That can be convenient for the caller, if the options that the overloads take are often used.

Overriding is something completely different. It doesn't compete with overloading. It means that if you have a virtual function in a base class, you can write a function with the same signature in the derived class. The function in the derived class overrides the function of the base. Sample:

struct base {
    virtual void print() { cout << "base!"; }
}

struct derived: base {
    virtual void print() { cout << "derived!"; }
}

Now, if you have an object and call the print member function, the print function of the derived is always called, because it overrides the one of the base. If the function print wasn't virtual, then the function in the derived wouldn't override the base function, but would merely hide it. Overriding can be useful if you have a function that accepts a base class, and every one that's derived from it:

void doit(base &b) {
    // and sometimes, we want to print it
    b.print();
}

Now, even though at compile time the compiler only knows that b is at least base, print of the derived class will be called. That's the point of virtual functions. Without them, the print function of the base would be called, and the one in the derived class wouldn't override it.


This will add some more clarity to thoughts.enter image description here


You overload functions for three reasons:

  1. To provide two (or more) functions that perform similar, closely related things, differentiated by the types and/or number of arguments it accepts. Contrived example:

    void Log(std::string msg); // logs a message to standard out
    void Log(std::string msg, std::ofstream); // logs a message to a file
    
  2. To provide two (or more) ways to perform the same action. Contrived example:

    void Plot(Point pt); // plots a point at (pt.x, pt.y)
    void Plot(int x, int y); // plots a point at (x, y)
    
  3. To provide the ability to perform an equivalent action given two (or more) different input types. Contrived example:

    wchar_t      ToUnicode(char c);
    std::wstring ToUnicode(std::string s);
    

In some cases it's worth arguing that a function of a different name is a better choice than an overloaded function. In the case of constructors, overloading is the only choice.

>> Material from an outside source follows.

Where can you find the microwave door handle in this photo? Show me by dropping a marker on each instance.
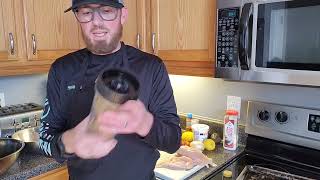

Overriding a function is entirely different, and serves an entirely different purpose. Function overriding is how polymorphism works in C++. You override a function to change the behavior of that function in a derived class. In this way, a base class provides interface, and the derived class provides implementation.


Override is useful when you inherit from a base class and wish to extend or modify its functionality. Even when the object is cast as the base class, it calls your overridden function, not the base one.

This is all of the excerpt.